Creating a safe and supportive learning environment is essential, with access to basic technology such as laptops or tablets, and ensuring materials are adapted for low-resource settings where necessary. Local educators or volunteers can be trained to deliver the program effectively, using our gender-responsive teaching approach. Implementation follows STA’s proven four-phase model: preparation, digital skills training, community innovation projects, and a final Tech Exhibition where girls showcase their mobile app solutions to real-world challenges.
Trying STA means not just offering digital education but building a movement. To begin, simply contact us via email or connect with us on our social media platforms. Together, we can create a generation of empowered, tech-savvy young female leaders.

Implementation steps

Identify and Partner with Schools or Community Centers
Reach out to rural schools or trusted community hubs where girls aged 9–14 can be mobilized. Establish agreements for safe, supportive learning spaces.
Prepare Resources and Facilitate Access
Secure laptops, tablets, basic internet access, and offline materials where needed.
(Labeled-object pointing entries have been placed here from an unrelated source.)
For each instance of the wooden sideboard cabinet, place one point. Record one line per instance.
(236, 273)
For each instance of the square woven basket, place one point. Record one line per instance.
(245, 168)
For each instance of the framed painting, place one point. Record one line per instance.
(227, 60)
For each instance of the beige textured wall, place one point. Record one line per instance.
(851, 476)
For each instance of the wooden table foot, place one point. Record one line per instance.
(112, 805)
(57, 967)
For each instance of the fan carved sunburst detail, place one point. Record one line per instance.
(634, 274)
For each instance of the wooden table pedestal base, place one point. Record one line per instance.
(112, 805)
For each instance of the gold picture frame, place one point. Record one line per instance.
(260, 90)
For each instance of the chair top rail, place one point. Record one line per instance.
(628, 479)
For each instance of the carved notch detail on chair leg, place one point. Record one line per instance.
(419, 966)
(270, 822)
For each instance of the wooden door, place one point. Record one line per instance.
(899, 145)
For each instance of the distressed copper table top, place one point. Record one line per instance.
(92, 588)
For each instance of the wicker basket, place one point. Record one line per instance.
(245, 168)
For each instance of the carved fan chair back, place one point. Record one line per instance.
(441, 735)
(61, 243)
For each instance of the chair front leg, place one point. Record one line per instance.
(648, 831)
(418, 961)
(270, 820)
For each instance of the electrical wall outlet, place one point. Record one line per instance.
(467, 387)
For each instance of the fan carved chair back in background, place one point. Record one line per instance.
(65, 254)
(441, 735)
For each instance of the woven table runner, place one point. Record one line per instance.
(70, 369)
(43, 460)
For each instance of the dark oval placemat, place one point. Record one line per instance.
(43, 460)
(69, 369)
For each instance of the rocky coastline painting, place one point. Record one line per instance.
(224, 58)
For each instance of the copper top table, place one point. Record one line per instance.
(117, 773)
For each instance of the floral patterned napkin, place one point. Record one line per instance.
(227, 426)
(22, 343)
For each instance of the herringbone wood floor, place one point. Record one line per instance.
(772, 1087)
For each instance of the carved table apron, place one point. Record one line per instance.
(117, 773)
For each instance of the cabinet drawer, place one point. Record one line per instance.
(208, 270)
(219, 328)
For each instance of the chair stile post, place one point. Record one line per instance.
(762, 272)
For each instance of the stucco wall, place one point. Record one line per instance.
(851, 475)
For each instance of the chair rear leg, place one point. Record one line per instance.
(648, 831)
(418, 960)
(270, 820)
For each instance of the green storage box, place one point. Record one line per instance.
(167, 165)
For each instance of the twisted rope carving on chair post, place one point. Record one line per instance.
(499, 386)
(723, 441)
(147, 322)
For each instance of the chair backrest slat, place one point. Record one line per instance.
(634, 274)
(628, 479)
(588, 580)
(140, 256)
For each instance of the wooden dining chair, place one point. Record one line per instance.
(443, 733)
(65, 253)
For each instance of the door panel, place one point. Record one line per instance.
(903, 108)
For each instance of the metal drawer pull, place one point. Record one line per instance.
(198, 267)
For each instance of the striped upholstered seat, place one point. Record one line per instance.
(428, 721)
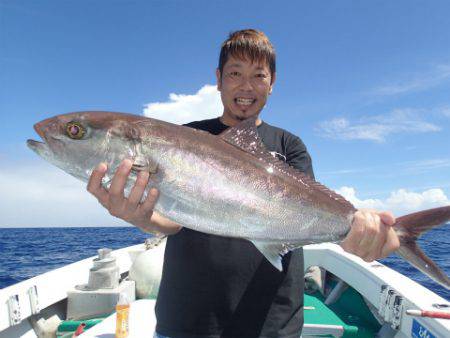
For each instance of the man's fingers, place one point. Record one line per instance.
(356, 234)
(146, 208)
(116, 197)
(392, 243)
(95, 184)
(138, 190)
(387, 217)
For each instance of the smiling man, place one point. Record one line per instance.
(223, 287)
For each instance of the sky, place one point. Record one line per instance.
(365, 84)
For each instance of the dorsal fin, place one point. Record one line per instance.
(245, 137)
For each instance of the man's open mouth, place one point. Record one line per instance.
(244, 101)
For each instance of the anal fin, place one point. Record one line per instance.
(272, 251)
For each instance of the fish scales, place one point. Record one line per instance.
(227, 185)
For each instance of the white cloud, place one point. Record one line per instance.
(182, 108)
(419, 82)
(376, 128)
(400, 202)
(44, 196)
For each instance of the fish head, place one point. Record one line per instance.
(78, 142)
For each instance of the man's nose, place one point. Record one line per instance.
(246, 83)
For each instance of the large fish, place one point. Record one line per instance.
(227, 185)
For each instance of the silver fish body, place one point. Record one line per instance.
(226, 185)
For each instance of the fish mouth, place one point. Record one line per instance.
(41, 148)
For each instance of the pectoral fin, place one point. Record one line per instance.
(143, 164)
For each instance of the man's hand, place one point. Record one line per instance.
(130, 209)
(371, 236)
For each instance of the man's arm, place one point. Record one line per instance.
(130, 209)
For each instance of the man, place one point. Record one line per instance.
(223, 287)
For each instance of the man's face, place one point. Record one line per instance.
(244, 88)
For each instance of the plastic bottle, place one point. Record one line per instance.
(122, 317)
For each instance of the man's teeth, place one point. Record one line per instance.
(245, 102)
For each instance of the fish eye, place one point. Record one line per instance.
(75, 130)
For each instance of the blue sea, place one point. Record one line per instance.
(27, 252)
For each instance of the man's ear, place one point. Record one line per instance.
(274, 77)
(219, 80)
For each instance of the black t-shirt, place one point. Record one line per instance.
(216, 286)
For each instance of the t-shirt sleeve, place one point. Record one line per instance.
(298, 157)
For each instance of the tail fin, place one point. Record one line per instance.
(409, 228)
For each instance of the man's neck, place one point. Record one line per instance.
(232, 122)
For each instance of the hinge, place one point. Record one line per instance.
(34, 300)
(390, 306)
(14, 310)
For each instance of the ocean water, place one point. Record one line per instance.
(27, 252)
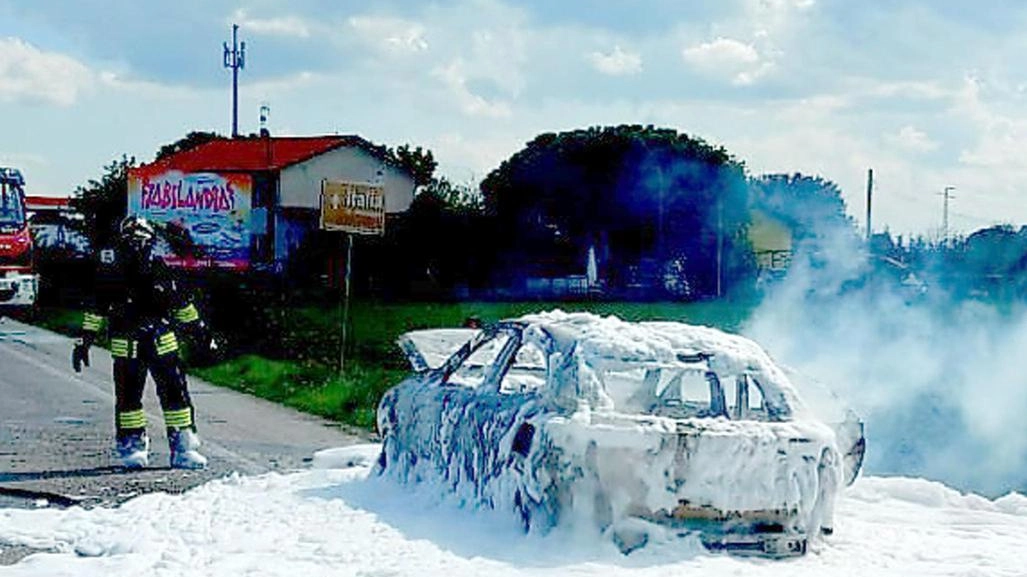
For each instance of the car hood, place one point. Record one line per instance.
(656, 464)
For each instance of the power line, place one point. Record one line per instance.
(945, 212)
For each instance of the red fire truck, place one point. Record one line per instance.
(17, 282)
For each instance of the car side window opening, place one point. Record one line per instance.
(472, 372)
(527, 373)
(745, 398)
(667, 391)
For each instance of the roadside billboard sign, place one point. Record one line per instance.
(214, 207)
(352, 207)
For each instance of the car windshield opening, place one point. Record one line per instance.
(684, 392)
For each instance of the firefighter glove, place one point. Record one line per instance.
(80, 355)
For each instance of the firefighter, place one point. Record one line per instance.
(145, 311)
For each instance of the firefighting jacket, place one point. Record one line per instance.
(139, 298)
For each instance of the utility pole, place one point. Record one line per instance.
(945, 213)
(235, 59)
(870, 197)
(720, 244)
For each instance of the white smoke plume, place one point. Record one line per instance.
(940, 384)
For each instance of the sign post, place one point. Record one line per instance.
(352, 208)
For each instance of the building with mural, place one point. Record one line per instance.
(251, 203)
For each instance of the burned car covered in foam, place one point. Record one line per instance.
(635, 428)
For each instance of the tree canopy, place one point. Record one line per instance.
(811, 206)
(103, 202)
(635, 192)
(190, 141)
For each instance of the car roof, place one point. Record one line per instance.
(609, 343)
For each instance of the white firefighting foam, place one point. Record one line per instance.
(342, 523)
(591, 463)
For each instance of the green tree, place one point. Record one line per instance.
(640, 194)
(104, 202)
(419, 161)
(811, 206)
(192, 140)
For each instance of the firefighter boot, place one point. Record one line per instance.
(184, 444)
(134, 450)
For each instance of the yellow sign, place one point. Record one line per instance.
(353, 207)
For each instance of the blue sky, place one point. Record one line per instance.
(928, 93)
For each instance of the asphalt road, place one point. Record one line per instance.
(56, 432)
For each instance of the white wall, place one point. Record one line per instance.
(300, 184)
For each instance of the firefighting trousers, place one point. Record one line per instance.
(132, 360)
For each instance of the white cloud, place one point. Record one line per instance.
(912, 140)
(390, 34)
(726, 56)
(30, 75)
(617, 63)
(470, 104)
(294, 27)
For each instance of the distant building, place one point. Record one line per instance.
(253, 201)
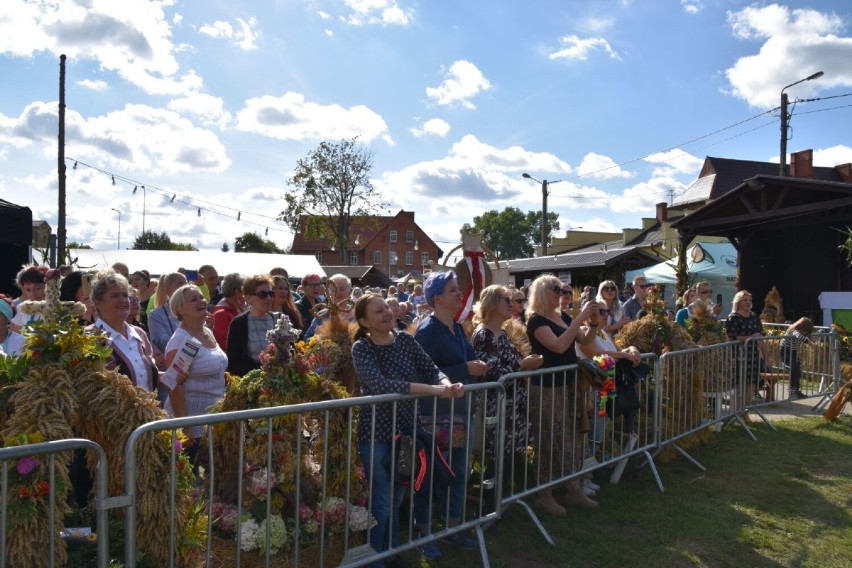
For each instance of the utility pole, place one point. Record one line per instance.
(60, 169)
(544, 217)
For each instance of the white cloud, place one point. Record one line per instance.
(597, 166)
(675, 162)
(692, 6)
(93, 85)
(434, 126)
(290, 117)
(131, 38)
(834, 156)
(464, 81)
(372, 12)
(137, 138)
(209, 109)
(796, 43)
(578, 49)
(472, 174)
(596, 24)
(243, 37)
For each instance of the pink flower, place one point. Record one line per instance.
(26, 465)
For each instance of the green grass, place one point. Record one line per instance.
(785, 500)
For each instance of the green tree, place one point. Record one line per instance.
(149, 240)
(511, 233)
(332, 187)
(252, 242)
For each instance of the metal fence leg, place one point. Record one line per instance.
(691, 459)
(762, 417)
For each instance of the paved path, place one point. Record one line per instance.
(786, 409)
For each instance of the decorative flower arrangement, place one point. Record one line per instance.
(57, 337)
(291, 373)
(607, 391)
(29, 483)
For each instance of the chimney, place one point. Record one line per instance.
(662, 212)
(802, 164)
(845, 171)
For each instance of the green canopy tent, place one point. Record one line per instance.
(714, 262)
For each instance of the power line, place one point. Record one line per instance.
(182, 199)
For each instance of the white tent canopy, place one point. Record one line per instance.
(714, 262)
(158, 262)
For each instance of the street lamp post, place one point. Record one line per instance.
(544, 183)
(785, 118)
(118, 246)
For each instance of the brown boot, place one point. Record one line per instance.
(577, 498)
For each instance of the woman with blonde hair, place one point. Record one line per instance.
(492, 345)
(683, 314)
(553, 398)
(742, 325)
(608, 297)
(161, 321)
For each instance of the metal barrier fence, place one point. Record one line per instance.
(307, 426)
(15, 453)
(527, 435)
(557, 431)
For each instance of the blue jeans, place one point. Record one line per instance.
(460, 462)
(380, 495)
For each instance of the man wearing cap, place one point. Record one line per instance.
(444, 340)
(634, 305)
(312, 285)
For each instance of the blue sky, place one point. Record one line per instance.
(214, 102)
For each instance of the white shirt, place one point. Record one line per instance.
(131, 348)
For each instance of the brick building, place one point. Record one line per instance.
(394, 245)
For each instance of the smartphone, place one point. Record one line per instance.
(87, 285)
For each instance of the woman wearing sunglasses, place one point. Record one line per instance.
(247, 332)
(615, 318)
(553, 398)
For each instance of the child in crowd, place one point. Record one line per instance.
(797, 334)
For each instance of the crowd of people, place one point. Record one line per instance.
(405, 341)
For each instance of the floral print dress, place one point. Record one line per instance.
(503, 358)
Tailor resources to the low-tech realities of rural communities.
Train and Equip Local Facilitators
Use our STA Trainer Handbook to train local educators or volunteers on digital skills, leadership, and norm-shifting education.
Deliver the STA Curriculum
Facilitate hands-on sessions covering mobile app development, UI/UX design, basic coding, AI literacy, and gender empowerment.
Organize a Community Innovation Project
Support girls in teams to identify local problems and design MVP mobile apps to solve them, fostering real-world impact.
Host a Tech Exhibition
Conclude the program with a Tech Exhibition where girls present their innovations to parents, school leaders, and policymakers to advocate for inclusive tech education.
Embed and Scale the Movement
Encourage alumni to mentor future cohorts, integrate STA into regular school activities, and promote MVP apps (e.g., STEAMSpark) to expand access and impact.